The Hotel Wrigley project was announced by Hickory Street Capital in 2013 for the northwest corner of Clark and Addison across from Wrigley Field with a faux-historic baseball theme. In September 2016, the project was rechristened Hotel Zachary after the 1914 ballpark’s architect Zachary Taylor Davis with a new design by architect VOA Associates. Starwood Hotels & Resorts was brought on board to manage the hotel expect to open in 2018. On April 10, 2017, the Park at Wrigley outdoor plaza was opened to the public on the same day as the Chicago Cubs' home opener.

===Portfolio===
- Down the Line Rooftop
Gallagher Way Plaza (April 10, 2017) and development
- North Building, 1101 W Waveland
  - American Airlines Conference Center
  - Chicago Cubs Front Office
  - Marquee Sports & Entertainment
  - Motorola World Series Trophy Room
- West Building, 3630 N Clark Street
  - Hotel Zachary (opened March 28, 2018) managed by Starwood Hotels & Resorts

==Marquee Sports & Entertainment==
Marquee Sports & Entertainment LLC (MSE) is a sales and marketing company for the various Rickets family sports and entertainment assets, the Cubs, Wrigley Rooftops and Hickory Street Capital. Marquee is headquartered in the Gallagher Way's North Building. Hickory Street properties included are the new Park at Wrigley, the American Airlines Conference Center in the new Cubs headquarters adjacent to the ballpark, and Hotel Zachary. The company was draws on the famous Wrigley Field marquee.

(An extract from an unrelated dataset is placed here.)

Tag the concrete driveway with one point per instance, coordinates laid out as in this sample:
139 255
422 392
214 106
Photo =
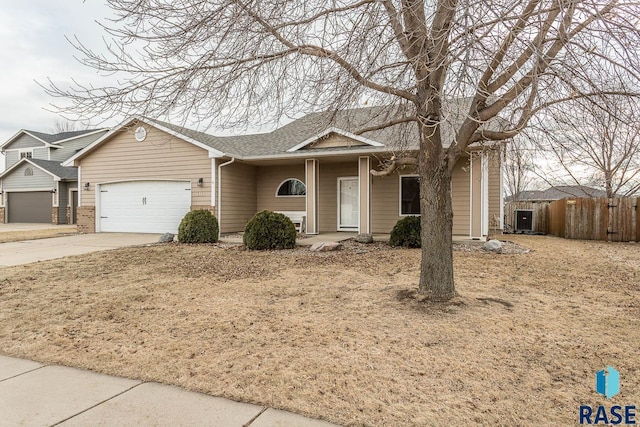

Marquee Sports & Entertainment was formed in May 2017. The Cubs’ existing corporate partnerships and sales teams of 30 were transferred to Marquee.

Day-to-day operating heads are the two co-managing directors, Allen Hermeling, Cubs senior director of corporate partnerships, and Andy Blackburn, Cubs senior director of ticket sales. Also involved is Crane Kenney, Cubs president of business operations, as MSE officer and Colin Faulkner, Cubs senior vice president of sales and marketing as senior vice president of MSE directly over the co-managing directors.